Changelog¶

All notable changes to Ubunye Engine will be documented here.

The format is based on Keep a Changelog and this project adheres to Semantic Versioning.

[Unreleased]¶

Added¶

Python API (ubunye/api.py) — run_task() and run_pipeline() for running Ubunye tasks from Python code (Databricks notebooks, scripts, tests) without the CLI. Auto-detects and reuses active SparkSessions. Exported from ubunye.__init__.
DatabricksBackend (ubunye/backends/databricks_backend.py) — backend that wraps an existing SparkSession instead of creating one. stop() is a no-op since we don't own the session.
Dev notebook scaffolding — ubunye init now generates notebooks/<task>_dev.ipynb alongside config.yaml and transformations.py. The notebook uses DatabricksBackend, dbutils.widgets, and display().

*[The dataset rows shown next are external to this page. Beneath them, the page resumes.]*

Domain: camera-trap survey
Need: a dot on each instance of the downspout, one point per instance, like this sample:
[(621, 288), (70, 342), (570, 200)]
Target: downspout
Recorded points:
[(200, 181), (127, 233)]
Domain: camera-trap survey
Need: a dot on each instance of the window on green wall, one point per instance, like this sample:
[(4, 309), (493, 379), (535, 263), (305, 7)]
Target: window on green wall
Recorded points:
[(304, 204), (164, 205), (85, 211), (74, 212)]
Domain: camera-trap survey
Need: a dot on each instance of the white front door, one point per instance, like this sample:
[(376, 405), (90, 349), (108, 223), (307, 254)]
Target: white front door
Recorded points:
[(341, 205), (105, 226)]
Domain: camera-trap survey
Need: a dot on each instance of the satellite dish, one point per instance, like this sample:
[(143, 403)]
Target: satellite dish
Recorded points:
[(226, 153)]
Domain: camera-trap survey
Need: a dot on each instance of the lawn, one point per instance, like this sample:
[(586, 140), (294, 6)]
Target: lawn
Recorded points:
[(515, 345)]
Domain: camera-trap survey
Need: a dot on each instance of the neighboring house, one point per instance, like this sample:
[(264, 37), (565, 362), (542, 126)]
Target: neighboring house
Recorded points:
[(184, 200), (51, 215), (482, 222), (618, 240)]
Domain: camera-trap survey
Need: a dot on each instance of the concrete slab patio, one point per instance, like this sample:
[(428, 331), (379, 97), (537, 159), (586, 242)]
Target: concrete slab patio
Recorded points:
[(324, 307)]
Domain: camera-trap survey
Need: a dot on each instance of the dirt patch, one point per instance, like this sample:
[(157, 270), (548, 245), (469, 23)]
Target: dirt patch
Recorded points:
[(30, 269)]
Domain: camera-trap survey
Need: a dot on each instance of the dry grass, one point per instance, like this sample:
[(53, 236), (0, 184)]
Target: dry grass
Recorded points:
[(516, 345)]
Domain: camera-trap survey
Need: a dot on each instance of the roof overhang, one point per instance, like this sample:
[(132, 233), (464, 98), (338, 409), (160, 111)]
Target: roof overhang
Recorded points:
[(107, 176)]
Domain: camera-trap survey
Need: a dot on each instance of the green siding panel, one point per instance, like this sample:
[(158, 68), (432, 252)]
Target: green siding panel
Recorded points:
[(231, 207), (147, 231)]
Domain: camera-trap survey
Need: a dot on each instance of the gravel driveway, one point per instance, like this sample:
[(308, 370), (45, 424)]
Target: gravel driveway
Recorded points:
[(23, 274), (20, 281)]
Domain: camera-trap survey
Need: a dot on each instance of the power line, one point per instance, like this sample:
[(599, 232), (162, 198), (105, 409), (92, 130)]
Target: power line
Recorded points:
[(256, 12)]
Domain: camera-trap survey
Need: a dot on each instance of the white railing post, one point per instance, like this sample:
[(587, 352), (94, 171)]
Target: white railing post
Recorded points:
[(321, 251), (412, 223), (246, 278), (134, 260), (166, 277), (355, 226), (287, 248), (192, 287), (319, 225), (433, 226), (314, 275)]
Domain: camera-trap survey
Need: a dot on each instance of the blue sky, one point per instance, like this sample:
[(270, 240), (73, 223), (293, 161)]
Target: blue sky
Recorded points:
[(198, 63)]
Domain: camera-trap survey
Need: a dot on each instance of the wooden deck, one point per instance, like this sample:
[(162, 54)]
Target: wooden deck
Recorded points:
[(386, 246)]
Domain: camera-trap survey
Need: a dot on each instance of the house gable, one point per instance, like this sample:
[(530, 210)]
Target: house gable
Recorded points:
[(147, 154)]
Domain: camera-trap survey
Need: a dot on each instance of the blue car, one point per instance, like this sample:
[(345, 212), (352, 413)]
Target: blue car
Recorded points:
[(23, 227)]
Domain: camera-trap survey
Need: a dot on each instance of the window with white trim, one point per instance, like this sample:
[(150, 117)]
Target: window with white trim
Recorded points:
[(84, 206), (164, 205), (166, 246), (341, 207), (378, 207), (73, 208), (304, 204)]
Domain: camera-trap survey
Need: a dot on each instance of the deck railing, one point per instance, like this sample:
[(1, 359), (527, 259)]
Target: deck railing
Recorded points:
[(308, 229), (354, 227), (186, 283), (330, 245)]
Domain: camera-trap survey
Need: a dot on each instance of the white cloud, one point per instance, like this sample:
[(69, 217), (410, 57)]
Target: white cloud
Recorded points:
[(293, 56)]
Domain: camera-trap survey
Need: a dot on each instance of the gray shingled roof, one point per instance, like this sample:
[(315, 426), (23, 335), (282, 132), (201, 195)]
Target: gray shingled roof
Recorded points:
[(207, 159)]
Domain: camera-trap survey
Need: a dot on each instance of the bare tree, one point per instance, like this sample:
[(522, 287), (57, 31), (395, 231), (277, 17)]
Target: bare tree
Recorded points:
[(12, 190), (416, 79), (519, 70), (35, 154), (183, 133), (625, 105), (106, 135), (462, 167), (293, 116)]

The Load step is commented out by default.
Deployment docs — docs/deployment.md covering Databricks Asset Bundles pattern, GitHub Actions CI/CD, and Python API on Databricks. DABs belong in the usecase repo, not the engine.
Deploy workflow — .github/workflows/deploy.yml validates configs on PR and runs unit tests. Bundle deployment is handled in the usecase repo.
ubunye test run CLI sub-command — runs tasks with a test profile and reports PASS/FAIL.
Model Registry (ubunye/models/) — library-independent ML lifecycle management.
UbunyeModel abstract contract: train, predict, save, load, metadata, validate.
ModelRegistry — filesystem-backed versioning with stages: development → staging → production → archived.
PromotionGate — configurable metric thresholds (min_*, max_*, require_drift_check).
load_model_class() — dynamic model file importer; mirrors the task-dir import pattern.
ModelTransform plugin (type: model) — train and predict from config YAML.
ubunye models CLI sub-commands: list, info, promote, demote, rollback, archive, compare.
RegistryConfig and ModelTransformParams Pydantic schema additions.
Lineage tracking (ubunye/lineage/) — automatic run provenance.
RunContext, LineageRecorder, FileSystemLineageStore, hash_dataframe.
ubunye lineage CLI sub-commands: show, list, compare, search, trace.
--lineage flag on ubunye run.
REST API connector — paginated HTTP reader and writer.
Pagination strategies: offset, cursor, next_link.
Auth: bearer, api_key (header or query param), basic.
Rate limiting with configurable requests_per_second.
Exponential backoff retry on configurable status codes.
Optional explicit schema declaration.
Config validation — ubunye validate command with full Pydantic v2 schema.
Format-specific field validation in IOConfig.
Jinja2 rendering before Pydantic validation.
Semver validation on VERSION field.
Test infrastructure — 288 unit tests, all Spark-free in tests/unit/.

Changed¶

ubunye/config/schema.py — added RegistryConfig, ModelTransformParams, FormatType.REST_API.
ubunye/__init__.py — exports run_task and run_pipeline.
ubunye/cli/main.py — mounted models_app, lineage_app, test_app Typer sub-apps; added notebook scaffolding to init.
pyproject.toml — added model entry point under ubunye.transforms.

Fixed¶

N/A

[0.1.0] — 2025-09-11¶

Added¶

First alpha release of Ubunye Engine.
Config-first ETL framework built on Apache Spark.
Plugin system for Readers, Writers, and Transforms via Python entry points.
Built-in connectors: Hive, JDBC, Delta, Unity Catalog, S3, binary.
CLI commands: init, run, plan, config, plugins, version.
Orchestration exporters: Airflow DAG Python file, Databricks Jobs API JSON.
Internal ML wrappers: SklearnModel, SparkMLModel, BatchPredictMixin, MLflowLoggingMixin.
Telemetry modules: JSON event log, Prometheus, OpenTelemetry.
Example tasks: fraud_detection/claims/claim_etl, rest_api/customer_sync.
SparkBackend with context manager and safe multiple-start support.